David Calling

Iraq, Ten Years Later: Breast-Beating and Guilt

Swathes of public opinion have come to believe that the overthrow of Saddam Hussein ten years ago was a crime. Or to quote the old mischief-maker Talleyrand summing up one of Napoleon’s decisions, worse than a crime, a mistake. Guilt about the doings of the West is an inverted assertion of Western superiority and power, which is why the public so love it — we are the agents, others are the patients. The breast-beating enfolds self-congratulation. Attaching to George W. Bush, this false kind of guilt helped put Barack Obama in the White House, and has made Tony Blair so unpopular that he hardly dares show his face in Britain. An official by the name of Sir John Chilcot is chairman of a committee due to report on the Iraqi invasion, and the expectation is that this will expose Blair’s frivolity, war-mongering, and subservience to Bush.

Certainly the cost to the Allies in blood and treasure was high. It’s unproven, but as many as 100,000 Iraqis may have lost their lives.

Undoubtedly it was a mistake after the military campaign to take on the administration of Iraq. The Allies lacked knowledge of that complex society. At the time I was recommending Ahmad Chalabi to play the General de Gaulle role. I still think he would have been better than the Garners and Bremers who were shaken out of Uncle Sam’s sleeves, and just as good as Nour Maliki, today’s prime minister. When Maliki asked for the unconditional withdrawal of American troops, Obama made no attempt to negotiate. This was another mistake, real and mysterious. A permanent garrison in the country of U.S. troops would have kept the peace if need be, and remained to throw a shadow over Syria, Iran, and Pakistan.

The Sunday Telegraph devotes its recent issue to breast-beating and guilt. Commanding officers complain that Blair left them no time to train or to equip properly. Someone called Mark Etherington writes that he and a single American were left quite alone and without policy instructions in charge of a province with almost a million inhabitants.

“We must tell the truth: Britain was humiliated” is a heading that runs across two pages. In another two-page spread, Sir Christopher Meyer, the British ambassador in Washington in the run-up to the campaign, depicts Blair as a man with no will of his own but “evangelical” in worshipping Bush. Coincidentally, former socialist foreign secretary David Miliband thinks that Bush was the worst thing that ever happened to Blair. Neither of them a Talleyrand, Meyer and Miliband are maestros of self-promotion through guilt.

Maliki is proving uncomfortably authoritarian but he not a killer like Saddam. A political process, however imperfect, exists in Iraq, and that is Bush’s doing. Here was a first chance to settle conflicts of interest without violence, and the Arab Spring at the outset built on that.

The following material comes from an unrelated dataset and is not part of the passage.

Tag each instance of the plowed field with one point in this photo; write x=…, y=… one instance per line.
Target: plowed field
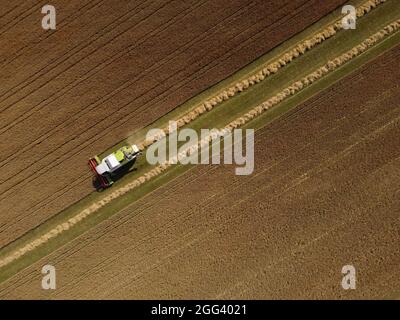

All European countries including Britain have long since dispensed with a foreign policy worthy of the name, and are powerless even to stop immigration reaching danger levels. Blair was another prime minister unable to stop the rot, but at least he appreciated that support of the United States is also the defense of Europe.

The Syrian rebels are Sunnis in the process of wresting power from the Alawites and shiite Iran behind them. A sunni, Saddam would be aiding the rebels in whatever ways he could. Men and weapons are smuggled across the Syrian-Iraqi border. Iraqi sunnis have already killed Syrian loyalists who had entered the country. It is a blessing for everyone that Bush has made sure that Saddam is not here to exploit and extend this ghastly war.